Telecom Operators Ramp Up Investment in AI Infrastructure

For decades, telecom operators focused their capital primarily on moving data: building towers, laying fibre, and acquiring spectrum formed the backbone of their business. That focus is now shifting. In many markets, operators are allocating more funds to AI infrastructure as demand for computing power grows and regulations tighten around where data can be stored and processed.

Traditional telecom networks were designed to transport traffic efficiently, not to host continuous, intensive AI workloads close to where data is generated. Routing data back and forth to distant cloud regions introduces cost, latency, and regulatory risk. For many emerging applications, that model is no longer adequate.

Industry research shows this transition is becoming widespread. According to Omdia’s report, Telcos’ Strategic Investments in AI Infrastructure, operators around the world are ramping up capital expenditure on AI infrastructure to address rising compute needs and sovereignty requirements that often favour local providers and domestic solutions. These pressures are causing telcos to reconsider where and how they invest and what role they want to play in national and regional digital ecosystems.

Practically, this means increased spending on data centres, cloud platforms, specialised accelerators, and software capable of supporting AI training and inference. Some operators are expanding existing facilities; others are building new data centres or upgrading edge sites so data can be processed closer to users, factories, or public services.

Sovereignty rules push compute closer to home

National and regional initiatives are reinforcing the trend toward localised compute. Programmes such as the European Union’s planned AI Gigafactories aim to establish large-scale compute capacity within Europe. These initiatives create opportunities for telecom operators to lead or co-lead major infrastructure projects rather than cede them entirely to global cloud providers. For governments focused on control, resilience, and data location, local operators often appear to be safer partners.

Data sovereignty remains a central driver. Regulators are tightening rules in sectors like healthcare, finance, defence, and public administration. Businesses that operate in these areas increasingly demand assurances that sensitive data remains within national borders.

Telecom operators, already subject to local regulation and oversight, are well positioned to provide that assurance when connectivity and compute are integrated under one roof.

Early revenue signals, uneven paths forward

Signs of monetisation are emerging, even if the market is still at an early stage. Omdia’s analysis highlights initial revenue signals for AI infrastructure. For example, in South Korea, data centre services represented about 4% of SK Telecom’s revenue in the third quarter of 2025, with the operator targeting KRW 1 trillion in related revenue by 2030.

In the Middle East, Ooredoo anticipates digital infrastructure will contribute 12% of group revenue by 2030, up from 3% in 2025. While these figures remain modest compared with core connectivity today, they indicate a shifting revenue mix.

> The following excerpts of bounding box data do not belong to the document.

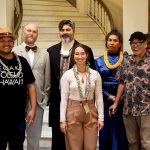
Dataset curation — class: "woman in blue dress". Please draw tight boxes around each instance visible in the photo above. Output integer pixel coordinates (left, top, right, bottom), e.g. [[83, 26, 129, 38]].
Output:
[[96, 30, 128, 150]]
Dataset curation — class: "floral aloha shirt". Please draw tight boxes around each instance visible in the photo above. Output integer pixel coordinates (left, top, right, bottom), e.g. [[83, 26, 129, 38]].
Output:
[[116, 53, 150, 116]]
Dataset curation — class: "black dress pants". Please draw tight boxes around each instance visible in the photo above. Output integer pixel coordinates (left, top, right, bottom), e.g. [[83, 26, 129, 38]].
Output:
[[52, 123, 66, 150]]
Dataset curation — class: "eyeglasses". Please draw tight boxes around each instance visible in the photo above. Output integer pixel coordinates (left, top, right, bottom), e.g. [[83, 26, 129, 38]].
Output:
[[130, 41, 144, 46]]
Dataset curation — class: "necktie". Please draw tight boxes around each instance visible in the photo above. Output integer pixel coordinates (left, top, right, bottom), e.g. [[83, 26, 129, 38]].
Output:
[[26, 45, 37, 52]]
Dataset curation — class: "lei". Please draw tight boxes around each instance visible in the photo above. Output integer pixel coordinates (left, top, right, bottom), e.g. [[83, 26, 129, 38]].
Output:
[[104, 50, 123, 69], [0, 53, 22, 78], [73, 66, 91, 100]]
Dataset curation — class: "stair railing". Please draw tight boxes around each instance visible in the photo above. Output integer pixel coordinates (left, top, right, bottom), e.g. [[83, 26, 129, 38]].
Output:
[[14, 0, 23, 39], [88, 0, 114, 35]]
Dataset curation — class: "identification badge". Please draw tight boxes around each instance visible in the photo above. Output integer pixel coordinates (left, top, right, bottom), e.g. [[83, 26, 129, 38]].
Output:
[[83, 103, 90, 114]]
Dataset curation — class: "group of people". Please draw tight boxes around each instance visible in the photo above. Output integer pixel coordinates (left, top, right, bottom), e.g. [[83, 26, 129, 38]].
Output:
[[0, 20, 150, 150]]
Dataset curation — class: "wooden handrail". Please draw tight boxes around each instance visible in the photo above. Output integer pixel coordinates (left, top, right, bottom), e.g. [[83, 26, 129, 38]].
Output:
[[14, 0, 23, 38], [88, 0, 114, 35]]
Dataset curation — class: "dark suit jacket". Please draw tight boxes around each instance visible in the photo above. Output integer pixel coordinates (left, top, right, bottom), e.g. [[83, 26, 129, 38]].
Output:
[[47, 40, 95, 126]]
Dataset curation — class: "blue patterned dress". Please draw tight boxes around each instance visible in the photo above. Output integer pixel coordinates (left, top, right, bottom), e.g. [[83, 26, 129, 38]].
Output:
[[95, 53, 128, 150]]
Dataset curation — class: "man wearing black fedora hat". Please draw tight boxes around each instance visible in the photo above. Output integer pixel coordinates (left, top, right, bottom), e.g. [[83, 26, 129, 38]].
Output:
[[0, 27, 36, 150], [110, 31, 150, 150]]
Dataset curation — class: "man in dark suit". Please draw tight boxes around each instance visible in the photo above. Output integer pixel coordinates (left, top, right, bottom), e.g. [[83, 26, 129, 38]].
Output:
[[47, 20, 95, 150]]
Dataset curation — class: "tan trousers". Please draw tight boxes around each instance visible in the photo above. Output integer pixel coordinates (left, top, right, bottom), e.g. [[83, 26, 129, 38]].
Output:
[[124, 115, 150, 150], [65, 100, 98, 150]]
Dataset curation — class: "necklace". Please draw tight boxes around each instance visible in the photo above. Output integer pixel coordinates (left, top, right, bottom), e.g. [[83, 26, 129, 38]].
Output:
[[73, 66, 91, 100], [0, 53, 22, 78], [104, 50, 123, 69]]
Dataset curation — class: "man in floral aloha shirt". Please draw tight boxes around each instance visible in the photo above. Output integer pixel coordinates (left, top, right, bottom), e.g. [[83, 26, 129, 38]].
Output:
[[109, 31, 150, 150]]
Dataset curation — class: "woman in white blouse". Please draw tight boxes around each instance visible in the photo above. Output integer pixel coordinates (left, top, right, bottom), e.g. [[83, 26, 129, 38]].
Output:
[[60, 44, 104, 150]]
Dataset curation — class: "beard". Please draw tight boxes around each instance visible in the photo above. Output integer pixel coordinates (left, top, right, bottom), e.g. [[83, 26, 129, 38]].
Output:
[[61, 35, 72, 44]]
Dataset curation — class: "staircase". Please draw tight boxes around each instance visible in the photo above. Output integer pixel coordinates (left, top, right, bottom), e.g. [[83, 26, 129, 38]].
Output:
[[18, 0, 105, 150], [20, 0, 105, 57]]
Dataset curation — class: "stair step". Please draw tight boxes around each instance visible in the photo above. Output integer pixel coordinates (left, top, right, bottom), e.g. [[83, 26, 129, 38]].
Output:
[[24, 4, 77, 12], [23, 0, 68, 7], [24, 10, 84, 18], [23, 14, 91, 22], [22, 20, 97, 28]]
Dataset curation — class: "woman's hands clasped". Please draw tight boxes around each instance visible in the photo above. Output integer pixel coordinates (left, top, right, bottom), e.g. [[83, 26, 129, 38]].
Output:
[[60, 122, 67, 134]]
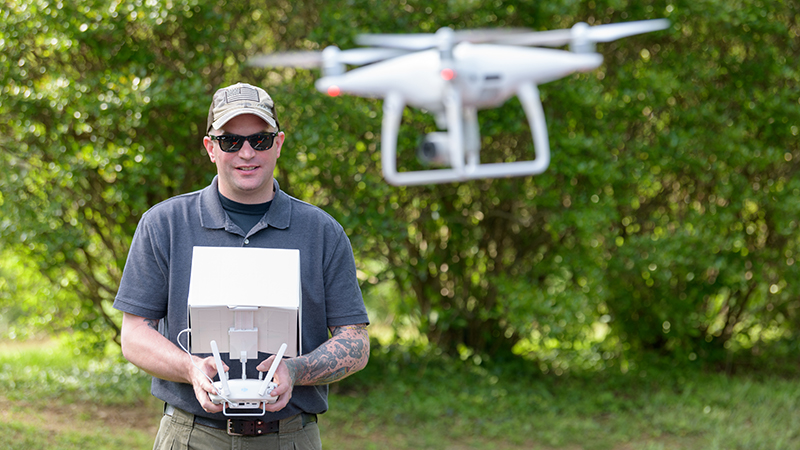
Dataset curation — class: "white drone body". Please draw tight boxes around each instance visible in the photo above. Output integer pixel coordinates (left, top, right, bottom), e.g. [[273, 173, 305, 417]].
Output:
[[251, 19, 669, 185]]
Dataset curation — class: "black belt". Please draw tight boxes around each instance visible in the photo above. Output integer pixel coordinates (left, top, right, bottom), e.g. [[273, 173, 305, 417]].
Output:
[[165, 405, 317, 436]]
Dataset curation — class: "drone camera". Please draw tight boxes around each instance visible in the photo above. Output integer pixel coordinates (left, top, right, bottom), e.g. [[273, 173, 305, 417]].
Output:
[[417, 131, 451, 166]]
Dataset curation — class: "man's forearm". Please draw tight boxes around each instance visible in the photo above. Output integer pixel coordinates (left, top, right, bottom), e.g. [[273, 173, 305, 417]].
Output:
[[285, 324, 369, 386]]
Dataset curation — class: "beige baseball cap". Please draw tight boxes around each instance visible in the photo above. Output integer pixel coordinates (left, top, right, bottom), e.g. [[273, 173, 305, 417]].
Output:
[[206, 83, 280, 132]]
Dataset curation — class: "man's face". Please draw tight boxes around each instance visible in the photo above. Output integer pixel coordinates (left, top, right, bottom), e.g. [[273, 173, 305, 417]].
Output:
[[203, 114, 285, 204]]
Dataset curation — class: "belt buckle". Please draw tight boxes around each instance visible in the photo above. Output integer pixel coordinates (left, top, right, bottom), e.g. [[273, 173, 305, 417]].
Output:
[[227, 419, 280, 436], [228, 419, 244, 436], [228, 419, 258, 436]]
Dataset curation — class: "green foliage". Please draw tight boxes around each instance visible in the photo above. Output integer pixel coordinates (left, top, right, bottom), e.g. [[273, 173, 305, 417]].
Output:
[[0, 0, 800, 373]]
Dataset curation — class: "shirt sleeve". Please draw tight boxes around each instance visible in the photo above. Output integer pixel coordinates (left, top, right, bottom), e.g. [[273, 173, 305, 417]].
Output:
[[114, 213, 169, 319]]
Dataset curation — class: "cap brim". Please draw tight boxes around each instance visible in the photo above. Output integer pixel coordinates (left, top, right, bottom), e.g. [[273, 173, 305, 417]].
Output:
[[211, 108, 278, 130]]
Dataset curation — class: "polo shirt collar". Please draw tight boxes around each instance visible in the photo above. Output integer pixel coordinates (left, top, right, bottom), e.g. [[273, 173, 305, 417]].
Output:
[[198, 176, 292, 232]]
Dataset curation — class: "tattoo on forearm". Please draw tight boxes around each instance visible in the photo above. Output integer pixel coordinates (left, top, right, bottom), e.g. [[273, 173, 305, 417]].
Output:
[[287, 324, 369, 385], [144, 319, 158, 330]]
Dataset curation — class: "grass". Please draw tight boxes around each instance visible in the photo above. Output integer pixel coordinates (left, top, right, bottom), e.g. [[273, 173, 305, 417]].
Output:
[[0, 345, 800, 450]]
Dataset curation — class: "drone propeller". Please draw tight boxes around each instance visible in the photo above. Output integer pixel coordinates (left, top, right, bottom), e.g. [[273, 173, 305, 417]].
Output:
[[356, 28, 527, 51], [248, 46, 406, 75], [498, 19, 669, 53]]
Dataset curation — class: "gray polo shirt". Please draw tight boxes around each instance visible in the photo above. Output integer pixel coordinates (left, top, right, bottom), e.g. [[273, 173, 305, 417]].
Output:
[[114, 177, 369, 421]]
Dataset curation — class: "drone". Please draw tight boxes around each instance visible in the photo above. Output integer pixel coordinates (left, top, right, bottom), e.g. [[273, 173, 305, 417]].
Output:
[[249, 19, 670, 185]]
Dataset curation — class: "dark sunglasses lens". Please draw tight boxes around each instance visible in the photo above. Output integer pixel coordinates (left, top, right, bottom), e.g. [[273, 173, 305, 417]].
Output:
[[214, 133, 276, 153], [247, 133, 275, 150], [216, 135, 244, 153]]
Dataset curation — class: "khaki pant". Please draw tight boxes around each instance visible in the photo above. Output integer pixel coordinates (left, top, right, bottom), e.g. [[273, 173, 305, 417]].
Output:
[[153, 409, 322, 450]]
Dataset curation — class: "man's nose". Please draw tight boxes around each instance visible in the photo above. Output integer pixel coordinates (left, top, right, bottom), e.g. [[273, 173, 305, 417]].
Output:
[[239, 140, 256, 159]]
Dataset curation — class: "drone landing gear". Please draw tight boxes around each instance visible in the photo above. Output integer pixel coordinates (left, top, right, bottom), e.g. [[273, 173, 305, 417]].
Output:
[[381, 83, 550, 185]]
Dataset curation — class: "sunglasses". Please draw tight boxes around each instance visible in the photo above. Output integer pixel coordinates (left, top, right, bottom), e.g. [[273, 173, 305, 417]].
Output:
[[209, 132, 278, 153]]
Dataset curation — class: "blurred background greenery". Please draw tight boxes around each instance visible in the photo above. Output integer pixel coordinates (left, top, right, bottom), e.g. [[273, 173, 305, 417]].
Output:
[[0, 0, 800, 448]]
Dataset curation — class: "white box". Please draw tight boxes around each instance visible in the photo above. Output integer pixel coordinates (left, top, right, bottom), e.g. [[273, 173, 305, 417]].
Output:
[[188, 247, 302, 359]]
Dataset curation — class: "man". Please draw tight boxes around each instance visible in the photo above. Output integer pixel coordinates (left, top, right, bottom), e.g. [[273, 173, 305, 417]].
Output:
[[114, 83, 369, 449]]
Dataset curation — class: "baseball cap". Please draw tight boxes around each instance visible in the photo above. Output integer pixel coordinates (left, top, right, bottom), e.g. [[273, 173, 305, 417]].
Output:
[[206, 83, 280, 131]]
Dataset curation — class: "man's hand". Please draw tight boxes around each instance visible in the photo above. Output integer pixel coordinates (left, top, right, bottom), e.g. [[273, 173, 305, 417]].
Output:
[[190, 356, 228, 413], [257, 355, 294, 412]]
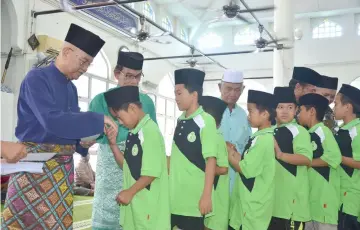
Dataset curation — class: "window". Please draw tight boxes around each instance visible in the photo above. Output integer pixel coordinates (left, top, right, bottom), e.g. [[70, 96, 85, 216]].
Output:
[[180, 29, 189, 42], [154, 74, 181, 155], [313, 19, 342, 39], [161, 17, 173, 32], [198, 32, 223, 49], [234, 27, 260, 45], [128, 2, 135, 9], [143, 2, 155, 21]]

Operators are supporting the transition with multi-year capital commitments. Omdia finds telcos across Asia, Europe, Canada, and the Middle East investing heavily in cloud platforms, data centres, GPU-as-a-service offerings, and AI-enabled radio access networks. For many groups, this involves long-term planning rather than one-off projects.

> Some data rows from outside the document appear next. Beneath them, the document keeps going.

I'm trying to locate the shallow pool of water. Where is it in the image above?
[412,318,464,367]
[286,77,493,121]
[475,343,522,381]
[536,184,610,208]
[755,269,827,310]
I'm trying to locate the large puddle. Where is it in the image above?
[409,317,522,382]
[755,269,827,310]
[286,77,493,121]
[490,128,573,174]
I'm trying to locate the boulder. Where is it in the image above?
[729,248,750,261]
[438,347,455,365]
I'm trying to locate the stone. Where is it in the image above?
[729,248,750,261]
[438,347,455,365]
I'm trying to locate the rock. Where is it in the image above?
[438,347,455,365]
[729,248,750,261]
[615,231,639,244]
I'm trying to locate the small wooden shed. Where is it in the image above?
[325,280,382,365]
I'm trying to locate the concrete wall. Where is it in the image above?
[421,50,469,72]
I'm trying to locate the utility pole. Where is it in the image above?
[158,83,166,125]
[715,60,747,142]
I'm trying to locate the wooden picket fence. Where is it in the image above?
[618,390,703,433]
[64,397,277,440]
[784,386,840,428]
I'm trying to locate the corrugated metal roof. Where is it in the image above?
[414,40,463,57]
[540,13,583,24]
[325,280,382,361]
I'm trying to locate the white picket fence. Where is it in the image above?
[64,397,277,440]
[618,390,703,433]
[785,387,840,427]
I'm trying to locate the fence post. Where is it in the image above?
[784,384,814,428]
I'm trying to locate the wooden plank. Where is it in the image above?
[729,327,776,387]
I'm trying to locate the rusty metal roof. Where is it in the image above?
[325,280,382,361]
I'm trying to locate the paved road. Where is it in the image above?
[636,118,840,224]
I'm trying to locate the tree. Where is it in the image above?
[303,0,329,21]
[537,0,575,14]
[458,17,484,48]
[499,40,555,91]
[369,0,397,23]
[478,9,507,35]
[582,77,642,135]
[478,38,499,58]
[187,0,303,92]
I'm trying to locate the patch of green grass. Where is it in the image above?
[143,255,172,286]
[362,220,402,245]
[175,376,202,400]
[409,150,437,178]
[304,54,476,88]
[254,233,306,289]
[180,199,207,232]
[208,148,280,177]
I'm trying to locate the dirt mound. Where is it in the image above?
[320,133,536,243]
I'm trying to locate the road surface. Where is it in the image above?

There is no single blueprint. Approaches vary in structure, risk appetite, and ambition. Some operators have created dedicated subsidiaries to house digital and AI infrastructure, such as STC’s Centre3 or Iliad’s Scaleway. Others pursue joint ventures, as Singtel has done. For companies like SK Telecom, SoftBank, and Ooredoo, AI infrastructure is part of a broader strategic realignment rather than a peripheral business.

In some cases, the shift reflects a rebalancing of capital allocation. As returns from traditional connectivity face pressure, a smaller share of CAPEX flows into legacy network expansion, with more directed toward compute and digital platforms. That reallocation carries risk: AI infrastructure is capital-intensive, demand forecasts can change quickly, and running these platforms requires new technical and operational skills many operators are still building.

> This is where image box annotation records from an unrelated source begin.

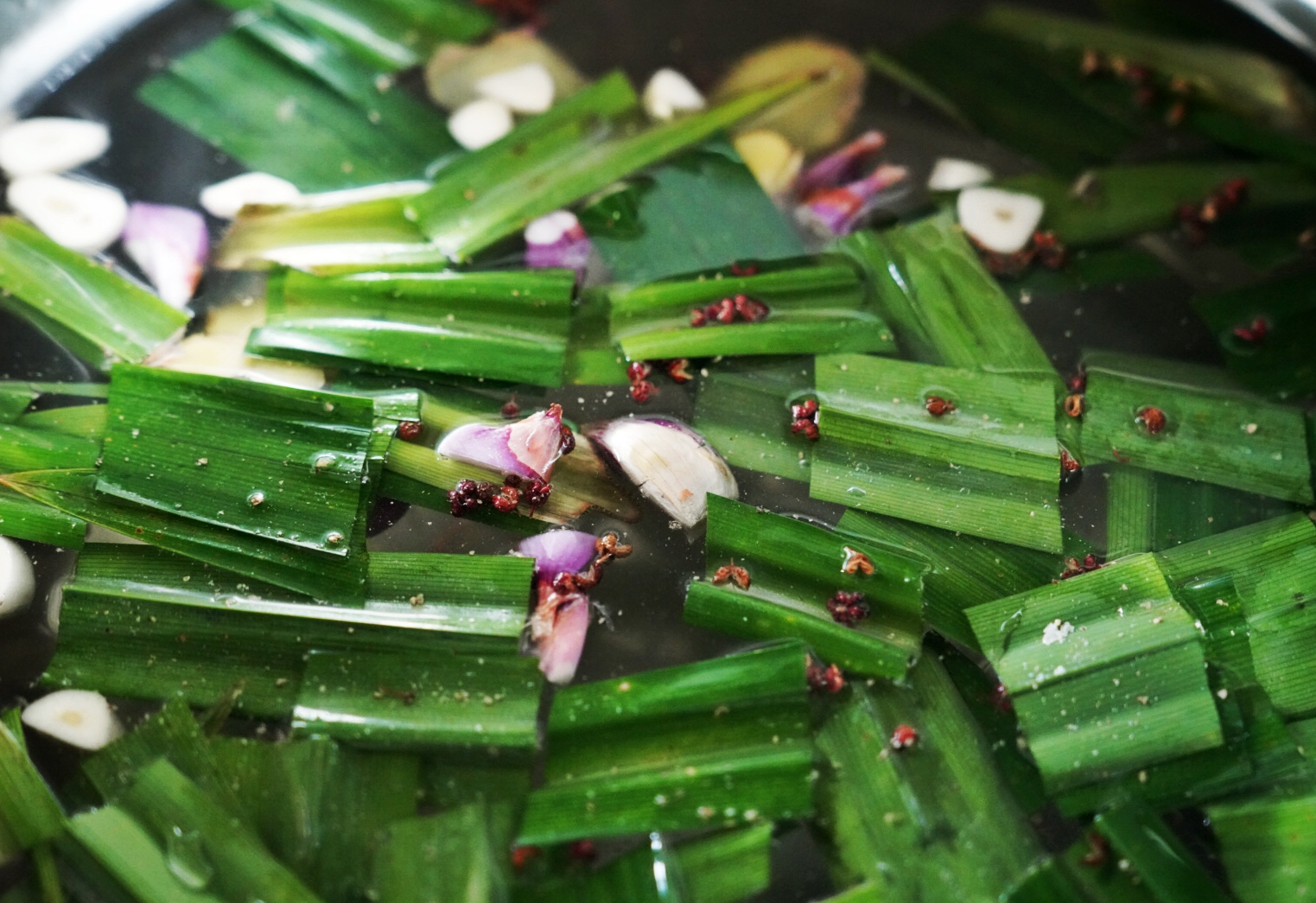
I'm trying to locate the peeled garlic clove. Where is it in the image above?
[641,68,708,120]
[516,531,594,581]
[448,99,513,150]
[928,156,995,191]
[734,129,804,194]
[124,203,211,308]
[956,188,1044,254]
[435,404,562,482]
[475,63,556,113]
[0,116,109,179]
[589,417,738,526]
[796,129,887,197]
[525,211,591,270]
[5,174,128,254]
[22,690,124,750]
[201,173,302,219]
[0,536,35,617]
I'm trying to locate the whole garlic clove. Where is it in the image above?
[22,690,124,750]
[956,188,1044,254]
[200,173,302,219]
[641,68,708,121]
[0,116,109,179]
[0,536,37,617]
[5,174,128,254]
[733,129,804,194]
[448,98,514,150]
[589,417,738,526]
[928,156,996,191]
[475,63,556,113]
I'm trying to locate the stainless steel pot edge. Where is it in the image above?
[0,0,173,125]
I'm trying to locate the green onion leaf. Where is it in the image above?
[836,511,1062,649]
[996,161,1316,246]
[685,496,928,678]
[374,803,509,903]
[817,656,1044,900]
[292,649,544,750]
[581,138,805,284]
[520,641,813,843]
[219,0,493,73]
[0,216,187,370]
[138,13,460,191]
[694,357,813,482]
[810,354,1061,551]
[412,76,800,261]
[609,258,895,360]
[837,212,1054,374]
[966,554,1224,792]
[43,545,533,717]
[0,709,65,850]
[96,366,374,563]
[247,270,575,385]
[1082,354,1312,503]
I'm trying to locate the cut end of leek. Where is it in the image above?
[0,116,109,179]
[22,690,124,750]
[956,188,1042,254]
[0,536,37,617]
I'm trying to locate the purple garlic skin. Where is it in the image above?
[525,211,592,271]
[589,417,738,526]
[435,404,562,482]
[123,201,211,308]
[795,129,887,201]
[516,531,594,583]
[795,164,909,237]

Rather than chasing every possible use case, many telcos are concentrating on areas where AI and network assets naturally intersect. Common focus areas include private networks for industrial sites, video analytics, traffic optimisation, energy management, and fraud detection. In these scenarios, the value of keeping local data, ensuring low latency, and delivering immediate AI-driven outcomes is easier to demonstrate to customers.

As Julia Schindler, Principal Analyst, Strategy, at Omdia, observes: “AI infrastructure has become a bet for telcos. The rapid growth of AI traffic, in combination with national sovereignty initiatives, creates a unique opportunity that more telcos will want to capture in the future.”

Whether that bet pays off will depend on execution. Underused AI capacity could strain finances, while platforms that support clear demand and steady workloads could move operators beyond competing solely on price. What is clear is that the old model—where networks simply carried data to distant clouds—is showing its limits.

As AI becomes integrated into everyday business systems, telecom operators are adjusting investment plans to keep compute and intelligence closer to the network and closer to home.